Scientific Statement of Research
Tumor Treating Fields (TTFields) is an FDA-approved therapy for glioblastoma (GBM). The electrical fields used in this therapy disrupt cytoskeletal microtubules, preventing cell division and GBM growth. Dr. Sarkisian proposes that the efficacy of TTFields therapy can be enhanced by combining TTFields with other therapies that disrupt microtubules. Normally histone deacetylase 6 (HDAC6) and sirtuin2 (SIRT2), which target microtubules, promote glioma cell proliferation and regulate primary cilia, microtubule-based cellular “antennas” that may increase the resistance of GBM to TTFields therapy. Treatment of human GBM cells with HDAC6 inhibitors and TTFields is more toxic to these cells than either treatment alone, potentially because HDAC6 inhibitors disrupt primary cilia. Dr. Sarkisian hypothesizes that combining TTFields with HDAC6/SIRT2 inhibitors will increase the effectiveness of TTFields as a therapy for GBM. This project will improve understanding of how GBM cells resist TTFields and whether specific adjuvant therapies increase TTFields efficacy.

Biography
Dr. Sarkisian completed his BS degree in biological sciences at Clemson University. After working as a research assistant in neurology at Children’s Hospital in Boston, he completed his PhD in physiology and neurobiology at the University of Connecticut, Storrs. He did his postdoctoral training in neurobiology at Yale University and was recruited to the University of Florida as an assistant professor in the Department of Neuroscience. He is currently an associate professor with tenure at the University of Florida. His laboratory explores how primary cilia signaling affects the growth and behavior of normal neurons and glioma cells in the brain.

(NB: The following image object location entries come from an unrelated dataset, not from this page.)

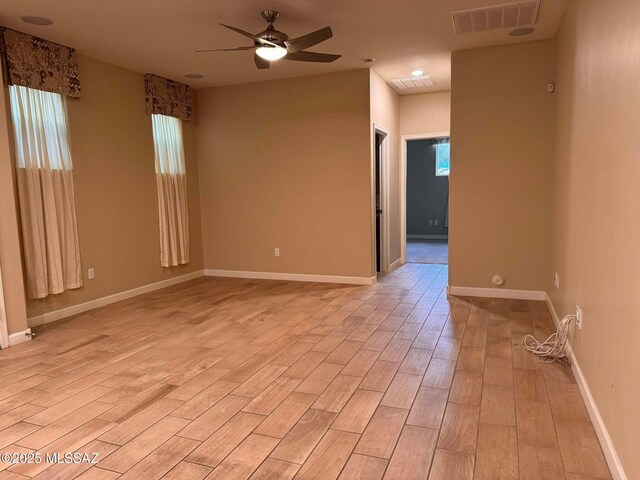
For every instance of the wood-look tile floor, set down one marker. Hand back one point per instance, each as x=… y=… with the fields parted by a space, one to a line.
x=233 y=379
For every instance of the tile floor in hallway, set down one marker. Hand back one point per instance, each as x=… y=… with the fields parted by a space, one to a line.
x=427 y=251
x=234 y=379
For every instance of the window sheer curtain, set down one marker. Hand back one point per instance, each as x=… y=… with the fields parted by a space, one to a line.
x=45 y=189
x=171 y=180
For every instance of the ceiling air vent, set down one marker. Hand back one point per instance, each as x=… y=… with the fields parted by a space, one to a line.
x=508 y=15
x=413 y=82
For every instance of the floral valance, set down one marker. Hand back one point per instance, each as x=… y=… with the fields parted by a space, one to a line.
x=166 y=97
x=36 y=63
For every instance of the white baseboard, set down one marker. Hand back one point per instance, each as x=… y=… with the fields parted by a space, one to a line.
x=294 y=277
x=497 y=293
x=609 y=450
x=19 y=337
x=428 y=237
x=116 y=297
x=395 y=265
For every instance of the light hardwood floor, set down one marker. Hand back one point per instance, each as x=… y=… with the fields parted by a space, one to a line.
x=234 y=379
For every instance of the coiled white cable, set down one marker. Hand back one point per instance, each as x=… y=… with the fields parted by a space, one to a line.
x=553 y=348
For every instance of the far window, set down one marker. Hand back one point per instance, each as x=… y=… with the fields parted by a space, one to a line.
x=442 y=159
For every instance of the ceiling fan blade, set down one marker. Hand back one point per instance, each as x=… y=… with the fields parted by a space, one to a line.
x=250 y=35
x=261 y=63
x=309 y=40
x=225 y=49
x=311 y=57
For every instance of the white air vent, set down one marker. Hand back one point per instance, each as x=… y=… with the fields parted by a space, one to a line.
x=413 y=82
x=508 y=15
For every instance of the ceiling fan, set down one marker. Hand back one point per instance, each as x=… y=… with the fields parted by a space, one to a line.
x=271 y=44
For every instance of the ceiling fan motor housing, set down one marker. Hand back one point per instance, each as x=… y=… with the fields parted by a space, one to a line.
x=271 y=34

Acknowledgement of Support
My goal is to better understand why glioblastoma cells resist current therapies, resulting in such an aggressive and difficult to treat cancer. The AACR-Novocure Tumor Treating Fields Research Grant will allow me to investigate new strategies aimed at making tumor cells more receptive to therapy and thereby prolonging patient survival.

Michael D. Story, PhD

Michael D. Story, PhD

Professor
University of Texas Southwestern Medical Center at Dallas
Dallas, Texas
Exploiting the conditional vulnerabilities caused by TTFields exposure

Scientific Statement of Research
This research hypothesizes that a major mechanism by which TTFields exerts its anti-tumor effect, other than by disrupting mitosis, is through the downregulation of DNA repair pathways and the initiation of DNA replication stress, resulting in DNA damage, the generation of R-loops, and collapsed replication forks leading to mitotic catastrophe. Agents that interfere with replication fork maintenance or DNA repair may be more lethal when combined with TTFields given the downregulation of specific DNA repair, chromosome maintenance, and cell cycle checkpoint pathways, amongst other altered signaling pathways deleterious to cancer cells. Combinatorial therapies using agents that target or enhance replication stress, applied concomitantly with TTFields and in combination with radiation, will be tested in models of lung and pancreatic cancers using in vitro and ex vivo models to provide evidence for novel clinical strategies empowered through the combinatorial use of TTFields.

Biography
Dr. Story took his PhD at Colorado State University, Fort Collins in 1989. He was a post-doctoral fellow at the UT MD Anderson Cancer Center and was subsequently promoted to assistant professor. In 2004 he moved to UT Southwestern Medical Center, Dallas as an associate professor, ultimately rising to full professor. He is currently chief of the Division of Molecular Radiation Biology and vice-chair of the Department of Radiation Oncology. He is also the director of the UTSW Pre-Clinical Radiation Core Facility and holds the David M. Pistenmaa MD, PhD distinguished chair in radiation oncology.

Acknowledgement of Support
I am grateful for this AACR-Novocure grant as it will allow my laboratory to continue to develop a better understanding of TTFields effects on cancer cells and how we can ultimately exploit that knowledge for clinical benefit.